Use-case association: AI models often associate brands with specific use cases based on the content they've indexed. If your competitor is consistently associated with "enterprise" or "high-growth teams" and you're associated with "small businesses," that's a sentiment gap even if your product serves both markets equally well.
Absence as a signal: Not being mentioned in a response where competitors are mentioned is itself a form of negative sentiment. It signals that AI models don't have enough information about you to include you in the answer. Citation gap analysis makes this visible.
Reddit and YouTube influence: AI models frequently pull framing and characterizations from Reddit threads and YouTube reviews, not just official brand pages. A Reddit thread where users describe a competitor as "the gold standard" can influence AI responses for months. Tools that track Reddit and YouTube citations (Promptwatch does this; most competitors don't) surface this before it becomes a bigger problem.
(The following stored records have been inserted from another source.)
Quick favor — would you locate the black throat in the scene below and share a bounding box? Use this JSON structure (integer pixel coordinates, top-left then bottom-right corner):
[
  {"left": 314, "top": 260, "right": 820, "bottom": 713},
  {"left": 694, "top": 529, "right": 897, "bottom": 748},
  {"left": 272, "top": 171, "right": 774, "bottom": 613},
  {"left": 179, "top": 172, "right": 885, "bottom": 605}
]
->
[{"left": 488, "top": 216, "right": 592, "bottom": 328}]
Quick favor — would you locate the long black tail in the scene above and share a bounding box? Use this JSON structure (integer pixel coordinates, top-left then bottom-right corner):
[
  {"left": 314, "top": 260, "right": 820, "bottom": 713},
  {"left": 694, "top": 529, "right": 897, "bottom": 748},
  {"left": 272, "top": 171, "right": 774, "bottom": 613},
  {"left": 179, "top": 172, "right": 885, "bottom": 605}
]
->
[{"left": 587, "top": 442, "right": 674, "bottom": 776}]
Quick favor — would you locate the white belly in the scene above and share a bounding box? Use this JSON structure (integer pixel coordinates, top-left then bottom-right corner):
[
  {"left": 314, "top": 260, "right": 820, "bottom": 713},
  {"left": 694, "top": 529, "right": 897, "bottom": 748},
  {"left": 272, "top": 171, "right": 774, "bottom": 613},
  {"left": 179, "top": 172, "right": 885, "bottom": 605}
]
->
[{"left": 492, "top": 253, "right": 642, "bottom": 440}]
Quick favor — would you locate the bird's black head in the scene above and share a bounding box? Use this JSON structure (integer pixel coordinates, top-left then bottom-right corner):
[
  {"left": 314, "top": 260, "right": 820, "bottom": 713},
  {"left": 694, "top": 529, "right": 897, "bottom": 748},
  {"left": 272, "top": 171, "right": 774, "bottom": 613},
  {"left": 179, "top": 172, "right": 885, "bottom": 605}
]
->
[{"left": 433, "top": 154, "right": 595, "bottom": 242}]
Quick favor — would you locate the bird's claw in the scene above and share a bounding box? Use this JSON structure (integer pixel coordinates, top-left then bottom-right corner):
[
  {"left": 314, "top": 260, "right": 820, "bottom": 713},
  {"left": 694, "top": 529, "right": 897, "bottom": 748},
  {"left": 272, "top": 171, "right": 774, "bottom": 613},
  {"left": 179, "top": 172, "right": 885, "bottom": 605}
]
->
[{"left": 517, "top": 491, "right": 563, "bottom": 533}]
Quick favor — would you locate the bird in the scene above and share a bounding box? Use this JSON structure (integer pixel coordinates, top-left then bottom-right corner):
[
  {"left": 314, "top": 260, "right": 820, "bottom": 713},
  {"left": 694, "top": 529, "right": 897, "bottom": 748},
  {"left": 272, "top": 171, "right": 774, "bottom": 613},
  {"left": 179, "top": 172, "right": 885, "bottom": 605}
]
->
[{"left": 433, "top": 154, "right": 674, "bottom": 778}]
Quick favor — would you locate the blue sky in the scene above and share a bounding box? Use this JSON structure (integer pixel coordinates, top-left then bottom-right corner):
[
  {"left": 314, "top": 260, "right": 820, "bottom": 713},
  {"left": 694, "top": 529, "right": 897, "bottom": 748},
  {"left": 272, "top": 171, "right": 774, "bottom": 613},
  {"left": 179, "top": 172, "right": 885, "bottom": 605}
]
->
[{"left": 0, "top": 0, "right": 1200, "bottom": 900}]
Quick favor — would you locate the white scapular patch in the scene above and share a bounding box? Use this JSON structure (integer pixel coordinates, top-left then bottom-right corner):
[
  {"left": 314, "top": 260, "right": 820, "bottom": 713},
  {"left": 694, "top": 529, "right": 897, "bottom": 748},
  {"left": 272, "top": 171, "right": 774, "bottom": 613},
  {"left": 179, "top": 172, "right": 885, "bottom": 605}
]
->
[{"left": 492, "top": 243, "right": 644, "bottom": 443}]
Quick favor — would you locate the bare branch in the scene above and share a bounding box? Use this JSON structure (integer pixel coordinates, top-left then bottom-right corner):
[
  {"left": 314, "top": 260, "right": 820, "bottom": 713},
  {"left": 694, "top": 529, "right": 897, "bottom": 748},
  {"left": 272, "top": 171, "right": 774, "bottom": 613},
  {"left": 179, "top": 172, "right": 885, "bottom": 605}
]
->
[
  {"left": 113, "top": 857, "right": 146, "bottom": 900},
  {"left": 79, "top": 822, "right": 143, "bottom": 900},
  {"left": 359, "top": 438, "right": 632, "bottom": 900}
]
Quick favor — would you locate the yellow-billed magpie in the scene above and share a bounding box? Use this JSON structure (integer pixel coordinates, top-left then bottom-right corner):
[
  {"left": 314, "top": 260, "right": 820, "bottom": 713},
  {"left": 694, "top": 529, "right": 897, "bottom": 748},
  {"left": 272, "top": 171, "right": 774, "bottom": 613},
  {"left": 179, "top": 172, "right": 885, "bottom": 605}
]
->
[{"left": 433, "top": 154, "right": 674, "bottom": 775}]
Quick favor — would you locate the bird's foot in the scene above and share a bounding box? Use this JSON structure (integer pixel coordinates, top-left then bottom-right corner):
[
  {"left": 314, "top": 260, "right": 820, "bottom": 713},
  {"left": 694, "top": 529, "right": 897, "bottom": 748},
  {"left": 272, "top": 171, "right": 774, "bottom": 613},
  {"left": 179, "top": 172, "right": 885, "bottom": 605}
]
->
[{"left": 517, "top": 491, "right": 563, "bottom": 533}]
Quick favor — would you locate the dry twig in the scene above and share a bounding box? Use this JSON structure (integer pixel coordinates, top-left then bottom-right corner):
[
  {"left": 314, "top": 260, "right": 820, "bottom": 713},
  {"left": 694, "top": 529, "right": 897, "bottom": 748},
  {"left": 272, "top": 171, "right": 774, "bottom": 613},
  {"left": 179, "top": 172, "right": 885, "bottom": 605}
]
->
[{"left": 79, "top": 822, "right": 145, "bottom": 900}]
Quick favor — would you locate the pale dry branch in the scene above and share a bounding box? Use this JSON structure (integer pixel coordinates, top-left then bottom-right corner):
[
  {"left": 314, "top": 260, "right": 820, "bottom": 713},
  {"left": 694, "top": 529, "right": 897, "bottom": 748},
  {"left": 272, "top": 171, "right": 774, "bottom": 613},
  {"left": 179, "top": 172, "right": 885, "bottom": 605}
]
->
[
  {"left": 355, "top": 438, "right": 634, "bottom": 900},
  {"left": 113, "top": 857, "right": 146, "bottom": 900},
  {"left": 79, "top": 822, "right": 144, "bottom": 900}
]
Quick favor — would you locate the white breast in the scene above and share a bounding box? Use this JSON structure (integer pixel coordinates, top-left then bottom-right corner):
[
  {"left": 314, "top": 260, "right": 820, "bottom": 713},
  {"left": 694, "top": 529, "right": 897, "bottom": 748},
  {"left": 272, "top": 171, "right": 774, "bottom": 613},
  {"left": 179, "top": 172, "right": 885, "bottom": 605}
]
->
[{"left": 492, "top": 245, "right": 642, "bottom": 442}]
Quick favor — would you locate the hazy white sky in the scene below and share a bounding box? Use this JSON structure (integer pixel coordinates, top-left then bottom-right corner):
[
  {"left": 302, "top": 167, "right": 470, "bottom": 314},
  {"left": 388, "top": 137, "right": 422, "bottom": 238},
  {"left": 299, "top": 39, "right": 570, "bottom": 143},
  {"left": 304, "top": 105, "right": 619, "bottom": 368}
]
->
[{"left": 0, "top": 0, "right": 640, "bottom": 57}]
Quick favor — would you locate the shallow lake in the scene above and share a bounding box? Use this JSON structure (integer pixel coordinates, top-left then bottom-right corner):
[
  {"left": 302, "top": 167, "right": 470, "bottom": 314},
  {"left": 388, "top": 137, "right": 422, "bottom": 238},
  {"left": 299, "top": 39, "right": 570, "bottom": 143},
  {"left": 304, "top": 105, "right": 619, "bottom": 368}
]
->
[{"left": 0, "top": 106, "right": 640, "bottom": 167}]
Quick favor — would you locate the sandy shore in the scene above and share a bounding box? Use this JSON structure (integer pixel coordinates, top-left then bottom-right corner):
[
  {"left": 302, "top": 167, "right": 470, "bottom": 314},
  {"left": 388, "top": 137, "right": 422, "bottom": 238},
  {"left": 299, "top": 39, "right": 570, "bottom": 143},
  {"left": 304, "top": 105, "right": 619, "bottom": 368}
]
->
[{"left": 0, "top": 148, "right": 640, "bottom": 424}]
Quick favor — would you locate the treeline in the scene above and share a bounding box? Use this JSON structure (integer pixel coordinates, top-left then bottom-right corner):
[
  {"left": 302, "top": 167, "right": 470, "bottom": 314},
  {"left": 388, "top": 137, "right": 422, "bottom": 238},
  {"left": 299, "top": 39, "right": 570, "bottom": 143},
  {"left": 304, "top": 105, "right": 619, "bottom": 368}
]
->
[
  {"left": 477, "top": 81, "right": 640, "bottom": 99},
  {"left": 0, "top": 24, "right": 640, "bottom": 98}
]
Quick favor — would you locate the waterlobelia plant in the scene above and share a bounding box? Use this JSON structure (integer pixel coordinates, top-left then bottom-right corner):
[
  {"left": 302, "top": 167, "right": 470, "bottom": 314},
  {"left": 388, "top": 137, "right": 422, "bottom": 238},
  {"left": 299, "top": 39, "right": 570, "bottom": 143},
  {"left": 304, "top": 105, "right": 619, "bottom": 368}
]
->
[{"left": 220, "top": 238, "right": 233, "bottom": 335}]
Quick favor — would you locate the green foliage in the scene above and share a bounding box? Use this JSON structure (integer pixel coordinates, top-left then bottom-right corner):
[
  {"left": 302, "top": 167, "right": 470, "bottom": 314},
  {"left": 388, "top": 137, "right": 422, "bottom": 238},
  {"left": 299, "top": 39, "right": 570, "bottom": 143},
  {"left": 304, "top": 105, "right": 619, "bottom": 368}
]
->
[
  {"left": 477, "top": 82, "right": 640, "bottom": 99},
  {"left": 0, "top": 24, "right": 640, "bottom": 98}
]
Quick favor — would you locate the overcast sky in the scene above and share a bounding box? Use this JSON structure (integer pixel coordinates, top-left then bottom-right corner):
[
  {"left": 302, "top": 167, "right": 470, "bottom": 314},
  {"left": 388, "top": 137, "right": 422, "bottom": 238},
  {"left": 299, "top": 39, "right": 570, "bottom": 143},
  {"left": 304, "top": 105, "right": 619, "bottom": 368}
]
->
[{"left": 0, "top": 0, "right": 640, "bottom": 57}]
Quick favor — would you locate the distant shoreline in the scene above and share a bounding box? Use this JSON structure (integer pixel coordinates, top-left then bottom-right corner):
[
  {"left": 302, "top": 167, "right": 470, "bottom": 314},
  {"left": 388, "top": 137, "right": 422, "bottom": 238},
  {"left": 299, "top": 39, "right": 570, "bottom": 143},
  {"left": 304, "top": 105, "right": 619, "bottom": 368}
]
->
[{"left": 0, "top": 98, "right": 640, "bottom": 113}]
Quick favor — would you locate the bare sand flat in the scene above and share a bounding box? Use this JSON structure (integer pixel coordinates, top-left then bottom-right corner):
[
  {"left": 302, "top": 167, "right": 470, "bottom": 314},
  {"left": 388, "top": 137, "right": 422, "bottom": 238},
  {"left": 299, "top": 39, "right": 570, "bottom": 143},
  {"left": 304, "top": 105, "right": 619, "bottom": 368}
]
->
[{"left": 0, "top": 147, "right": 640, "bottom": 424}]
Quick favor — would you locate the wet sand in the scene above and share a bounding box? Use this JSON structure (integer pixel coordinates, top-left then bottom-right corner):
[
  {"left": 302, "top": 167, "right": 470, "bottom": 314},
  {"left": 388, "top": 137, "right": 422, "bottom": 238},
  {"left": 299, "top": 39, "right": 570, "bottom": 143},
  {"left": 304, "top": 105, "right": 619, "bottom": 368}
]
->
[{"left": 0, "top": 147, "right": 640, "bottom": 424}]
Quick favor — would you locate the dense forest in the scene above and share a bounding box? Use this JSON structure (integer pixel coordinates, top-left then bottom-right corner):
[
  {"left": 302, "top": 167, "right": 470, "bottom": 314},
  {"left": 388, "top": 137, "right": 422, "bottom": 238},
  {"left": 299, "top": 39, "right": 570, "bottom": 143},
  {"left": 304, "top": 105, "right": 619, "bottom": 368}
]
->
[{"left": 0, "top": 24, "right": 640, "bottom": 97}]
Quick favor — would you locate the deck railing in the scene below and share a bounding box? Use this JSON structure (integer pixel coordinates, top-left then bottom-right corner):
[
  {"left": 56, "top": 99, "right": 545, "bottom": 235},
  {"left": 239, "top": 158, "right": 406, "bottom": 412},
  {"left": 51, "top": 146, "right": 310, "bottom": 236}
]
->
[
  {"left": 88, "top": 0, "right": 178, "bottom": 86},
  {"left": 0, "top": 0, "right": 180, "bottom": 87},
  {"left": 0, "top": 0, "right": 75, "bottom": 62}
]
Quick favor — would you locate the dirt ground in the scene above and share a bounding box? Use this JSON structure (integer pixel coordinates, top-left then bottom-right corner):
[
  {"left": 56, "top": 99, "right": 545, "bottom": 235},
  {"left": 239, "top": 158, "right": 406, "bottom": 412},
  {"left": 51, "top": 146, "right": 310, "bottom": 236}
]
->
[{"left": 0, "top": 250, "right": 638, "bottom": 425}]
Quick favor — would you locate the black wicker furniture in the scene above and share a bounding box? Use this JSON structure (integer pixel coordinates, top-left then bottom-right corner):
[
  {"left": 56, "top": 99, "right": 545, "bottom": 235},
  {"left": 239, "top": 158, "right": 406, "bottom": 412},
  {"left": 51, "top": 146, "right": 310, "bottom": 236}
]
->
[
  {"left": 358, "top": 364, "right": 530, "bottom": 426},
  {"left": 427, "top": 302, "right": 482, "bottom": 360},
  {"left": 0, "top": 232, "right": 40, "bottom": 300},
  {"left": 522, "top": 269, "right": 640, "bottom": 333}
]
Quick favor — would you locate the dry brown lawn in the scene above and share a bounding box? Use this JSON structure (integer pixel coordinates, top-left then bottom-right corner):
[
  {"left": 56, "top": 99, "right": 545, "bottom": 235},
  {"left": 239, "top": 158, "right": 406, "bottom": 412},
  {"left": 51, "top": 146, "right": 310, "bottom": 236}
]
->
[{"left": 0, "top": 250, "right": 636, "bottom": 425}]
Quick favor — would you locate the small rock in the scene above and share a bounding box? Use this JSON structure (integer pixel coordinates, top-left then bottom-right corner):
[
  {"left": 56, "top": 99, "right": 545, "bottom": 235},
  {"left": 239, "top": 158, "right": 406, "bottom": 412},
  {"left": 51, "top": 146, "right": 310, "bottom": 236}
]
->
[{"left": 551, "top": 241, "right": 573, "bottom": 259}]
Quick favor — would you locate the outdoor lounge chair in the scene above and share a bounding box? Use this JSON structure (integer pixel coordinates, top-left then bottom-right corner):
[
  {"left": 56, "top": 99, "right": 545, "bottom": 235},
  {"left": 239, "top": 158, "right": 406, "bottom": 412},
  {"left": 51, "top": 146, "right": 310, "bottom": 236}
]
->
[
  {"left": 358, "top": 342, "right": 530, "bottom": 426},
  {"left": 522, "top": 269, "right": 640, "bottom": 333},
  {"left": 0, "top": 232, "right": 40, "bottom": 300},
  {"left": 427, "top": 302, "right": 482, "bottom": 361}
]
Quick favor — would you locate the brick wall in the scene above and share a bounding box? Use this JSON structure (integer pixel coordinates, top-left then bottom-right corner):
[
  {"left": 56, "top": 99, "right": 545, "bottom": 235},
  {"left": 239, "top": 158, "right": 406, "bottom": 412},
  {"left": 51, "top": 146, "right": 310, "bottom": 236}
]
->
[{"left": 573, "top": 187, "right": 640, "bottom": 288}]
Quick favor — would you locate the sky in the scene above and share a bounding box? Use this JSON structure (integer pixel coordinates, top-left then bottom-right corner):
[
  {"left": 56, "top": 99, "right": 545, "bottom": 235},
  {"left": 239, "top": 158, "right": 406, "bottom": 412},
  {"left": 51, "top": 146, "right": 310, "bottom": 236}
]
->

Which tool is right for your situation
If you need to track competitor sentiment and act on it in the same workflow, Promptwatch is the strongest option. The combination of full response text, prompt-level tracking, citation analysis, and Content Agents covers the full loop from discovery to optimization.
If you're an enterprise team with dedicated content resources and need deep reporting for stakeholders, Profound is worth evaluating alongside Promptwatch.
If you're budget-constrained and just starting out, Otterly.AI or Peec AI give you enough to understand the competitive landscape before committing to a more capable platform.
If you're already on Semrush and want to add AI visibility without switching tools, the AI Visibility Toolkit is a reasonable starting point -- just be aware of the fixed-prompt limitation for nuanced sentiment work.
The one thing to avoid: picking a monitoring-only tool and expecting it to tell you what to do. The data is only useful if it connects to an action. Most tools in this space stop at the alert. The ones worth paying for don't.